Tuesday, January 19, 2016

The Transcendence of Jesus

“Jesus Christ is the same yesterday and today and forever.” (Hebrews 13:8 NIV)

My wife is 9,000 miles away on the other side of the world in South Africa.  We talk every day and yesterday, while we were talking, I mentioned seeing the moon rising in the east.  On her side of the world, from where she was sitting, she said she could see the moon as well, in the western sky.  A half a world apart, we were seeing the same moon at the same time. 

People all over the world have viewed that same moon down through history.  Regardless of the color of our skin, our cultural heritage, where we live, or where our respective ancestors lived, the moon has never changed.  The one my wife and I saw from very different geographical perspectives yesterday is the same one viewed by all who are living and who have ever lived.

My experience yesterday put this verse in a much clearer perspective.  Though our world has changed in unfathomable ways over the past 2,000 years, Jesus is still the same.  Though the people who worship and have worshipped Jesus down through history are vastly different, He is still the same.  And though we may be separated by several time zones or by centuries, the One whom we worship as Lord is the same.
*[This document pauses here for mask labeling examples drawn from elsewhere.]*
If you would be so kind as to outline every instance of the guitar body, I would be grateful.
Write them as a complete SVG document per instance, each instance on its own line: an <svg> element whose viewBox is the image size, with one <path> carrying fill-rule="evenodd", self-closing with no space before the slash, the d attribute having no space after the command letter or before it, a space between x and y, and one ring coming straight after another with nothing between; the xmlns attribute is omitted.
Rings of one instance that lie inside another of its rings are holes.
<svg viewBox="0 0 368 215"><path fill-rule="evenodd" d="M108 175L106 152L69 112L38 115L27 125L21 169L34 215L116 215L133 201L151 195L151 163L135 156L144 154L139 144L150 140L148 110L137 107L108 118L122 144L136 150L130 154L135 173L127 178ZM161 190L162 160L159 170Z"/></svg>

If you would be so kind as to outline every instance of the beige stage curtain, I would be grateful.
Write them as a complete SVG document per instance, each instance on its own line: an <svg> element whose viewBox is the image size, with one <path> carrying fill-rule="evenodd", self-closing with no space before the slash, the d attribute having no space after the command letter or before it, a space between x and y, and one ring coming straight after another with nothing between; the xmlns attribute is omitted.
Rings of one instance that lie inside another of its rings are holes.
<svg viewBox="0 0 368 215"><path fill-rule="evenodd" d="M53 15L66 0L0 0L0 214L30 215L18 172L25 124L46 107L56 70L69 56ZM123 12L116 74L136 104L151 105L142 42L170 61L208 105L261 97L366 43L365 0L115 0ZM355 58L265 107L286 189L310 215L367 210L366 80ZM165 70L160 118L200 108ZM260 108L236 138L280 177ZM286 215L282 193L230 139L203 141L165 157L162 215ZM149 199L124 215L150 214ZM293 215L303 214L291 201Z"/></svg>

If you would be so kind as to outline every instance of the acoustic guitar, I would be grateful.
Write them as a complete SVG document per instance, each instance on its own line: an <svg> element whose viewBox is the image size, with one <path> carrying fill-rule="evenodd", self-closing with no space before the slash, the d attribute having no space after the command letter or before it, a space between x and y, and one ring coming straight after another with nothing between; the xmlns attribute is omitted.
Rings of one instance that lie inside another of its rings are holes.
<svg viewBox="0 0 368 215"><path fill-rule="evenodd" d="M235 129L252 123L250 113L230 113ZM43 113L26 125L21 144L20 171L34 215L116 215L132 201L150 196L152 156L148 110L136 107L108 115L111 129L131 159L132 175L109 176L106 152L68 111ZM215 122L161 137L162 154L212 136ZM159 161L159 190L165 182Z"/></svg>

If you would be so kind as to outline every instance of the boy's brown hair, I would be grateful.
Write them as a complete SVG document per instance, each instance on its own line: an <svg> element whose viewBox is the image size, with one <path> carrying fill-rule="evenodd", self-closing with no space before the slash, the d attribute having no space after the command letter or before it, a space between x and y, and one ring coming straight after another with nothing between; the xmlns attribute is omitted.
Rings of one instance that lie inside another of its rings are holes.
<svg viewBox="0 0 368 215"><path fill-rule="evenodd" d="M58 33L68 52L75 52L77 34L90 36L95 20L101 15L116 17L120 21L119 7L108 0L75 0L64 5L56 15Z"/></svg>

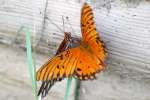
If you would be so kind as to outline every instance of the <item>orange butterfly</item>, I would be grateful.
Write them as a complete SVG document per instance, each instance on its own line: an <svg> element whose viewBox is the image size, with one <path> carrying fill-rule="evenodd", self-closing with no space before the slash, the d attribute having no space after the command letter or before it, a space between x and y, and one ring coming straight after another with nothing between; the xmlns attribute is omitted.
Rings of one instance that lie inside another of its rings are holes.
<svg viewBox="0 0 150 100"><path fill-rule="evenodd" d="M65 34L57 54L37 72L36 79L43 81L38 95L46 96L51 86L65 77L76 76L80 80L94 79L104 68L104 44L98 36L92 9L84 3L81 11L82 39L77 47L66 49L70 35Z"/></svg>

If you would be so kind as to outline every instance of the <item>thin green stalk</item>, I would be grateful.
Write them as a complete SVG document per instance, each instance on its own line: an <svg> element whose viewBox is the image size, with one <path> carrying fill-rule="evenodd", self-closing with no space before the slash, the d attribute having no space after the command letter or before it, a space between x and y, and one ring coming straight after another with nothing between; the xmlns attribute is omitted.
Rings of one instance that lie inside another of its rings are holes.
<svg viewBox="0 0 150 100"><path fill-rule="evenodd" d="M37 84L36 84L36 79L35 79L35 67L34 67L33 59L32 59L32 48L31 48L29 30L26 31L26 48L27 48L28 69L29 69L29 74L30 74L30 78L31 78L31 81L32 81L33 95L35 97L35 100L38 100L38 97L37 97Z"/></svg>

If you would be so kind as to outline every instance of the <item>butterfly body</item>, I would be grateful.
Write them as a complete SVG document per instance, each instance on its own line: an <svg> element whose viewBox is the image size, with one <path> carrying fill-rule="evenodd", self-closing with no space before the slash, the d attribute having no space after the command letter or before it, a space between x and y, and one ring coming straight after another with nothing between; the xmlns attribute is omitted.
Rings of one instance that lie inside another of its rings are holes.
<svg viewBox="0 0 150 100"><path fill-rule="evenodd" d="M65 34L56 55L37 71L37 80L43 81L39 90L43 97L57 80L71 76L80 80L94 79L95 74L104 69L104 44L96 31L93 16L92 9L85 3L81 10L79 45L69 48L71 37Z"/></svg>

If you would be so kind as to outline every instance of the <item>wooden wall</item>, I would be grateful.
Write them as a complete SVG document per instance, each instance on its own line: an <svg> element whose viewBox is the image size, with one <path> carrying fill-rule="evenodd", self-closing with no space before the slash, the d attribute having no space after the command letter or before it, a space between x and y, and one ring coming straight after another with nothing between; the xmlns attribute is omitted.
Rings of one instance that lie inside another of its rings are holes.
<svg viewBox="0 0 150 100"><path fill-rule="evenodd" d="M0 41L16 44L17 32L24 34L29 28L33 45L41 52L54 53L63 39L54 23L63 29L62 16L69 17L69 22L65 20L65 31L81 36L81 6L78 0L1 0ZM80 100L149 100L150 2L94 0L91 6L106 45L107 68L98 74L97 80L82 82ZM24 46L24 35L19 45Z"/></svg>

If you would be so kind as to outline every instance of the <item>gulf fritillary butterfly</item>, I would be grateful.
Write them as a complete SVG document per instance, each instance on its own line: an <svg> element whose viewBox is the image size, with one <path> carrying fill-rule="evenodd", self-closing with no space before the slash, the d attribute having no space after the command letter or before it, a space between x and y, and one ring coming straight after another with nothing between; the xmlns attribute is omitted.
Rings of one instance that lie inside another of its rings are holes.
<svg viewBox="0 0 150 100"><path fill-rule="evenodd" d="M43 81L38 95L46 96L52 85L65 77L76 76L80 80L94 79L104 68L104 44L98 36L92 9L84 3L81 10L82 39L77 47L66 49L69 34L59 46L56 55L38 71L36 79Z"/></svg>

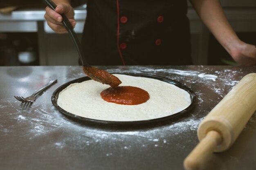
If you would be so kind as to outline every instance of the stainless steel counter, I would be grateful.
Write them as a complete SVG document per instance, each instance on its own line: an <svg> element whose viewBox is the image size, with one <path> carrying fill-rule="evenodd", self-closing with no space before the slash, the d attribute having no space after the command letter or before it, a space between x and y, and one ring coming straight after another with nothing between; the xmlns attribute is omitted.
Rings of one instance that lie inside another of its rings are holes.
<svg viewBox="0 0 256 170"><path fill-rule="evenodd" d="M0 169L182 170L198 143L198 126L256 66L101 67L110 72L150 74L184 84L197 97L193 109L164 122L106 127L76 122L53 106L53 91L84 76L81 66L0 67ZM17 101L50 79L58 82L32 104ZM207 170L255 170L256 114L232 146L214 154Z"/></svg>

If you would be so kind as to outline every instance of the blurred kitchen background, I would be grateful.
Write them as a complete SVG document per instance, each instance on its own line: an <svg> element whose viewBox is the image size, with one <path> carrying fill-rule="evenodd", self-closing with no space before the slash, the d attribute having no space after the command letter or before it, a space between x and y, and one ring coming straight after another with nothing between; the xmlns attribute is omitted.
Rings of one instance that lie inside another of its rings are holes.
<svg viewBox="0 0 256 170"><path fill-rule="evenodd" d="M256 45L256 0L220 0L240 39ZM74 0L75 31L81 38L86 0ZM68 35L54 33L45 21L41 0L0 0L0 66L77 65L78 54ZM202 24L189 3L192 55L195 65L234 62Z"/></svg>

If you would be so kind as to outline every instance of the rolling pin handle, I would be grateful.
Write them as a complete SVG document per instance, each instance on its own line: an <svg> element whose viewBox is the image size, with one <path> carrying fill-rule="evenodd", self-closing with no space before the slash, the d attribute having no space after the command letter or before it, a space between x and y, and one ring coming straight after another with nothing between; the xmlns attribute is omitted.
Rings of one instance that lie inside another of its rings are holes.
<svg viewBox="0 0 256 170"><path fill-rule="evenodd" d="M183 165L186 170L201 169L208 160L215 148L222 141L220 133L211 130L184 160Z"/></svg>

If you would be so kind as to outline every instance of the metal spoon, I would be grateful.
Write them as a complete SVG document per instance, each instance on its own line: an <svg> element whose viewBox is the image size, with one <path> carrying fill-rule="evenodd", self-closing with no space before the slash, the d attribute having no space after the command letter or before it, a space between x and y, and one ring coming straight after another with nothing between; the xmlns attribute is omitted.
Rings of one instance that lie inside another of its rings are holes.
<svg viewBox="0 0 256 170"><path fill-rule="evenodd" d="M57 5L53 2L51 0L44 0L49 7L55 10ZM72 24L65 15L60 14L63 18L61 22L69 33L76 48L80 60L82 62L83 70L84 73L92 79L103 84L108 84L111 86L116 87L121 84L122 83L121 82L116 76L106 71L92 67L87 62L83 50L76 34L74 30Z"/></svg>

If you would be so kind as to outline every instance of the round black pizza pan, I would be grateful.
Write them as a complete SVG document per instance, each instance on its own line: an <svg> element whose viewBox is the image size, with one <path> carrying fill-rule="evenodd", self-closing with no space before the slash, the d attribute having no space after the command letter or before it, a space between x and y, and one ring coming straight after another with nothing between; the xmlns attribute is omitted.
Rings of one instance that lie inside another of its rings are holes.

The Church has always held its history in great respect because, as the Hebrew writer notes, it is through that history by which we are surrounded by “such a great cloud ofwitnesses” that unites us as believers regardless of time or culture.  Think about it: The Jesus that Peter and Paul worshipped is the same as you and I worship.  And the Jesus that hundreds of millions of people have worshipped down through the ages is the same as we worship today.  And the Jesus the believers in rural China, the Massai believers in Kenya, and the believers in South Korea worship is the same as you and I worship. 

Like Peter while walking on the water, it is only when we take our eyes off of Jesus that we begin to sink into the waters of division and disunity as a community of believers.  I think this is why the Hebrew writer, after speaking of the cloud of witnesses, commands us to fix our eyes on Jesus. Because He is unchanging, He is the one fixed point in our lives and in all of history by which our lives are kept on the right course.  Without Him, we lose our sense of where we are and where we are headed. 

Today, recognize the transcendence of Jesus.  Down through the ages, across cultures and geography, He is timeless and omnipresent.  He is our fixed point in life, what unites us as a community of believers.  He always has been and always will be.